This section of the book is from "The Complete Herbalist" by Dr. O. Phelps Brown. Also available from Amazon: The Complete Herbalist: The People Their Own Physicians By The Use Of Nature's Remedies.
This disease was known to the ancients. The first distinct account of scurvy is contained in the history of the Crusades of Louis IX. against the Saracens of Egypt, during which the French army suffered greatly from it. Lord Anson's voyage, in which more than eighty of every hundred of the original crews perished from the disease, is familiar to every reader of history. This disease illustrated the importance of vegetable food to the human being, as it is a direct result of a diet free from vegetable substances. It used to be very prevalent in the English and American navies, but is now obviated by the ration of lime-juice in the former, and fresh or desiccated vegetables in the latter. It commences with a feeling of languor, or general debility and mental despondence; a sense of fatigue is experienced on the slightest exertion; the face is either pale or sallow, and presents an appearance of puffiness; the gums are swollen, soft, and of a purplish color, and bleed easily; the breath becomes offensive and an eruption appears on the body. The mucous surfaces frequently bleed, the feet become swollen and hard and painful, and a disposition is evinced to inflammation of a low grade of the viscrera, and also to hemorrhagic effusions. The tongue and appetite remain unaffected, and death is produced either by debility or hemorrhage--the intellect remaining sound to the last.

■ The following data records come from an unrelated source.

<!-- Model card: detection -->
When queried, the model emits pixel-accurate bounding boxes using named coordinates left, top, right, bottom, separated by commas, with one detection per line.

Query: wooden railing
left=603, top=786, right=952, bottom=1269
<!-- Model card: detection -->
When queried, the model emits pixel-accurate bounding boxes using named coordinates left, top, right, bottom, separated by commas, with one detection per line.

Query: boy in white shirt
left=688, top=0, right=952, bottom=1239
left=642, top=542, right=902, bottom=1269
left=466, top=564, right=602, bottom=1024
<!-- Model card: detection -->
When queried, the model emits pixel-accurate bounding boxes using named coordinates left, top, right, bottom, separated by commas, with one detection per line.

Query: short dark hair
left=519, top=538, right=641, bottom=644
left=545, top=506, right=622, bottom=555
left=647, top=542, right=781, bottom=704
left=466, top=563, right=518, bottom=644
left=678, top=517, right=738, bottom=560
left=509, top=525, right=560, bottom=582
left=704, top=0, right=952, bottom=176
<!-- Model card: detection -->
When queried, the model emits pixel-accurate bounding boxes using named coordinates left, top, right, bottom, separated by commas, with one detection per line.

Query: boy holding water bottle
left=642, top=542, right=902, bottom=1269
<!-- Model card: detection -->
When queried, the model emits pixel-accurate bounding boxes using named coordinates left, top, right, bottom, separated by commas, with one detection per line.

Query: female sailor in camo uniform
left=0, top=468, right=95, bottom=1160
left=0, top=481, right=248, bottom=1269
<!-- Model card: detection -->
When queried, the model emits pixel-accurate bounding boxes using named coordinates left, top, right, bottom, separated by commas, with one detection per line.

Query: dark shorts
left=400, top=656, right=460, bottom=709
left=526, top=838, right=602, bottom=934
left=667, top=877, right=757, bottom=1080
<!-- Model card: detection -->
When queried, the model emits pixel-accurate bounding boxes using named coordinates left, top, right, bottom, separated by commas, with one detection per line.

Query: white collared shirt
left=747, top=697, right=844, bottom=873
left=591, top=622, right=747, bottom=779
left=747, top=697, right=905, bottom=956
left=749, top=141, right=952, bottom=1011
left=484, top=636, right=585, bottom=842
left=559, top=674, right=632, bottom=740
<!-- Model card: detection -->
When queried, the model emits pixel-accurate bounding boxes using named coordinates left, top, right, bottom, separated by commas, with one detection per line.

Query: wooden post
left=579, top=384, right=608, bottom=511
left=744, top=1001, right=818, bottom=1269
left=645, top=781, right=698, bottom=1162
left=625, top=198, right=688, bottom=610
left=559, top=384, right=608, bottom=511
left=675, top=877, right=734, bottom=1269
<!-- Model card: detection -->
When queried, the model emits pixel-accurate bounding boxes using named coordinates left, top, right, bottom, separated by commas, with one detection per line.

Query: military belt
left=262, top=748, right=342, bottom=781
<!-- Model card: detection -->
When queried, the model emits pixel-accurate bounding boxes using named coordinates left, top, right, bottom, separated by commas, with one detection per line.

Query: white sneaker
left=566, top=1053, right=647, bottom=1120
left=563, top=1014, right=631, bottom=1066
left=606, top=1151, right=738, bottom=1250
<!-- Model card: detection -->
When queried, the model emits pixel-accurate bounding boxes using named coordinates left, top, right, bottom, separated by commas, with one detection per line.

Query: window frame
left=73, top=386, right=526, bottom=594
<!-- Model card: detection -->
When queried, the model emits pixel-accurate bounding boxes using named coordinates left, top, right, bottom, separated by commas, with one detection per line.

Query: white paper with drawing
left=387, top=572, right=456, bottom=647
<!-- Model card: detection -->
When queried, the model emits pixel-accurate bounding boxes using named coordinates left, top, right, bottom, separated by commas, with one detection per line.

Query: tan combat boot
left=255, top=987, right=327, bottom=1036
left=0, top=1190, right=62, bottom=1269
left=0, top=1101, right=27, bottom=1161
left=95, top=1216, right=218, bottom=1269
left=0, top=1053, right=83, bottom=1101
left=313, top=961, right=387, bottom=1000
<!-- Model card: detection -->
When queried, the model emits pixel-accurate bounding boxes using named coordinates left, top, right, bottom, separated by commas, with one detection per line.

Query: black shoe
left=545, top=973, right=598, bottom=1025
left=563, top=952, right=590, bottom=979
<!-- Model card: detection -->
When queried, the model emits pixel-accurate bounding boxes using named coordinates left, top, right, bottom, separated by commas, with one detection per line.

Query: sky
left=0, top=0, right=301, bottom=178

TREATMENT. -- Nothing will avail in the absence of fresh vegetable foods, and hence the chief treatment consists in giving vegetable food, or the vegetable acid, as citric acid or lemon-juice. Cabbage and potatoes are excellent, and milk is a good article of diet. If fresh vegetables cannot be obtained, dried fruits should be substituted. If the disease has advanced, and there is sponginess of the gums, myricin, rhusin, and hydrastin may be given in combination with capsicum and cream. If active hemorrhage occurs, the oils of turpentine, solidago, and mecca oil may be used to advantage. If chronic blood derangement follows, as is often the case, the alteratives should be given, of which my "Blood Purifier" (see page 469) is the best.